# Any toy day gift guide?



## Ruriko (Dec 9, 2015)

Does anyone have a guide to toy day to what gifts to give to your villagers? I already know my two clues but I don't know the correct gift it is


----------



## Kittyinpink87 (Dec 9, 2015)

I believe its always random for the player.


----------



## mayortash (Dec 9, 2015)

On Christmas you will get a sack of presents. If you have the clues from the villagers it will be pretty obvious who's meant to get what.


----------



## Belle of Pripyat (Dec 9, 2015)

It _is_ random. Be sure to write down the clues and that'll help you choose correctly from the bag of gifts Jingle gives you to pass out.


----------



## nerdatheart9490 (Dec 9, 2015)

Yeah, totally random. I always make a list of hints that the villagers give me over the month. They give you two hints, unless it's something like wallpaper. Then you get only one hint. Good luck!


----------



## ashjaed (Dec 9, 2015)

There is a guide that lists the colours for each item, I believe Thonky made it if you google it.
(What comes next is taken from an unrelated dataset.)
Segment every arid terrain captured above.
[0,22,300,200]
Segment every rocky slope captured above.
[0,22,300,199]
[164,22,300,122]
But you need to write down the hints your villagers give you. I usually use the DS's notes function so I don't lose a piece of paper or have to shut down the game.


----------



## Belle of Pripyat (Dec 9, 2015)

nerdatheart9490 said:


> They give you two hints, unless it's something like wallpaper. Then you get only one hint.



That's not true. In my other town, Cally told me she wants orange wallpaper. Another villager asked for gray carpet.


----------



## piske (Dec 9, 2015)

If you TT around does it change want your villagers ask for? I've noticed conflicting requests from my villagers.


----------



## contententity (Dec 9, 2015)

im pretty sure it's random, so there is no way someone would compile a guide. just make sure you write down what your villagers ask for so you know which one to give to them when toy day comes around~
and like ppl mentioned before, you dont buy the gifts, jingle will give you a sack with items and everyone's gifts will be in there, you just have to give them to the right villager.


----------



## kyoko xo (Dec 9, 2015)

Lolly told me she wanted something colorful, and then she said carpet, so I knew she wanted a colorful carpet--but I TTed back to March, her birth month...so yeah, lol

- - - Post Merge - - -

I'm going with all of the posts above, though, it's probably random. I'm not sure; I've never experienced toy day.


----------